Vio por primera vez a Jackelin seis meses atrás, en la plaza de un supermercado. Como casi siempre, él se encontraba tragando una enorme empanada en una de las bancas, solo, por si fuera poco. La muchacha se sentó al otro lado de la pasarela, ataviada con Jeans que se ajustaban a sus curvas y una blusa escotada que mostraba el empiezo de sus firmes senos. Desde luego, una mujer como aquella no podía andar sola. Junto a la chica se sentó un joven muy apuesto, alto, de brazos fuertes y ojos azules. Alguien que practicaba algún deporte o iba al gimnasio, sin duda alguna, esos por los que las chicas de hoy babean. El joven pasó un brazo por los hombros de la chica, la besó en la boca y se pusieron a charlar muy contentos.

Martin se sintió fatal al observar aquella escena, pero no se amedrentó demasiado. Decidió en su fuero interior conseguir aquella hermosa mujer, hasta el punto de hacer lo que fuera, jugarse la vida si fuera preciso. Comenzó a partir de ese día con un trabajo de espionaje.

El maullido de un gato lo devolvió a la realidad, y el bamboleo del coche al pasar una rueda sobre él.

«¡Carajo!», pensó.

Por el retrovisor vio al felino mover las patitas en un último estertor. Aminoró la marcha de cuarenta a veinte kilómetros por hora, asustado. Se decía que matar a un gato traía mala suerte. ¡Rayos! Si en lugar de ir rememorando días pasados llevara la atención puesta en la carretera habría podido esquivar al animal. ¿Significaba eso que algo podría salir mal esa noche? No, eso no podía ser. Se suponía que esa sería su gran noche, tenía que ser su gran noche.
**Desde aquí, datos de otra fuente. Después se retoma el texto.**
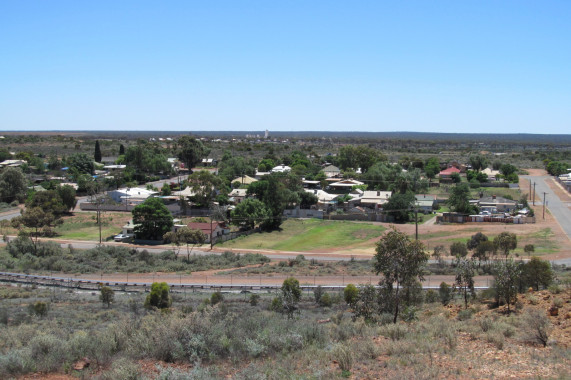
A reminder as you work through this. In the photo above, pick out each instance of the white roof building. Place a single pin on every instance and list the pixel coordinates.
(131, 195)
(281, 169)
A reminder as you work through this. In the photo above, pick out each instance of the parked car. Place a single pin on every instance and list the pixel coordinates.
(123, 237)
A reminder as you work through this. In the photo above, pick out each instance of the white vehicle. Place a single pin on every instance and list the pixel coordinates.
(123, 237)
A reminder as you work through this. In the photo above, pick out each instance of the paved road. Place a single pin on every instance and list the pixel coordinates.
(9, 215)
(557, 208)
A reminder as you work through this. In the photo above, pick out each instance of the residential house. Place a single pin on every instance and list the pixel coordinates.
(211, 230)
(134, 195)
(497, 204)
(446, 174)
(492, 174)
(12, 163)
(281, 169)
(345, 185)
(245, 180)
(331, 171)
(311, 184)
(237, 195)
(325, 201)
(425, 202)
(375, 199)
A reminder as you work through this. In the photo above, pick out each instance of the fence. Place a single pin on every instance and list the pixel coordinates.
(250, 283)
(565, 185)
(459, 218)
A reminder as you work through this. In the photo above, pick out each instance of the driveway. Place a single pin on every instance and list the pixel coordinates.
(556, 207)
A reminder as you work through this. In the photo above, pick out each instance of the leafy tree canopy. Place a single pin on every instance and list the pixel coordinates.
(152, 219)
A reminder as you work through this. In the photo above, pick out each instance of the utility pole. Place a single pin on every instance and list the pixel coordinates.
(416, 221)
(530, 189)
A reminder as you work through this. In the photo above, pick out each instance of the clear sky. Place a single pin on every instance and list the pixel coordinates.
(428, 66)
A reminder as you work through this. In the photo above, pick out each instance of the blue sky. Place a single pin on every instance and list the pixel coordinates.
(429, 66)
Luchó por sacar de su mente la horrenda imagen del gato moviendo sus piernecitas y trató de pensar en los placeres más cercanos. Lo consiguió sólo un poco.

Pensó en Jackelin, la hermosa Jackelin. La imaginó tal cual debería estar en el lugar que él había elegido: semidesnuda, vestida únicamente con lencería sexy de color rojo, un color que también él había escogido. La muchacha había dicho que lo complacería en todo, y Martin estaba sacando provecho de ello. El sólo imaginarla lo excitó y sintió una gran presión en los calzones. Sonrió con satisfacción. Sería gordo y feo, pero al menos en la parte que distingue a los hombres de las mujeres competía con el que más.

Era increíble que estuviera a punto de hacer uno de sus sueños realidad. Quién lo hubiera imaginado seis meses atrás. Jackelin no, por supuesto, pero él sí, algo había supuesto.

Recordó que había hecho gala de sus dotes detectivescas, de tal modo que a la semana siguiente ya sabía más de la muchacha que la madre misma. Bueno, la madre no sabía los nombres de todos los hombres con los que Jackelin había estado, Martin sí llegó a saberlo. También supo el nombre de los padres, hermanos, domicilio, hobbies y sueños. Sabía a qué horas se iba a la universidad, que días se salía antes de tiempo para irse con su novio (el guapetón ese del supermercado que se llamaba Marvin, casi igual que él), incluso llegó a saber qué amigas le agradaban realmente y quiénes eran a las que sólo les fingía.